Imanudin Zauki yang membawakan topik tentang Hak dan Kewajiban Perpajakan Badan Usaha Koperasi menjelaskan, Koperasi merupakan Badan Usaha yang dalam Perpajakan sama dengan badan usaha lainnya seperti PT, CV, Firma ataupun Badan Usaha lainnya yang telah diatur dalam Undang-Undang Perpajakan.
“Karena merupakan badan usaha maka ada kewajiban yang harus dipenuhi oleh Koperasi, yakni membayar Pajak, memotong pajak serta memungut pajak,” jelas Zauki.
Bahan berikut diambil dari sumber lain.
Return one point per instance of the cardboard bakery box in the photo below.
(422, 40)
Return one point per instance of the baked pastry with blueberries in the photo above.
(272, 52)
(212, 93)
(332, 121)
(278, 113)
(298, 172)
Yang dimaksud membayar pajak yakni Koperasi sebagai badan usaha membayar pajak atas keuntungan koperasi sendiri. Sedangkan yang dimaksud memotong pajak yakni koperasi sebagai badan hukum yang juga bergerak dibidang jasa wajib memotong pajak dari pengguna jasa. Sementara yang dimaksud dengan memungut pajak adalah sama dengan memotong pajak namun jenis pajaknya yang berbeda.
Dijelaskan Zauki, pajak yang dikenakan kepada Badan Usaha Koperasi sudah dimulai sejak saat Koperasi didirikan di Indonesia. “Namun apabila Koperasi telah didirikan tetapi usaha Koperasi belum dimulai, maka belum ada kewajiban bagi Koperasi untuk berkontribusi bagi negara melalui pajak walaupun NPWP telah diterbitkan,” jelasnya.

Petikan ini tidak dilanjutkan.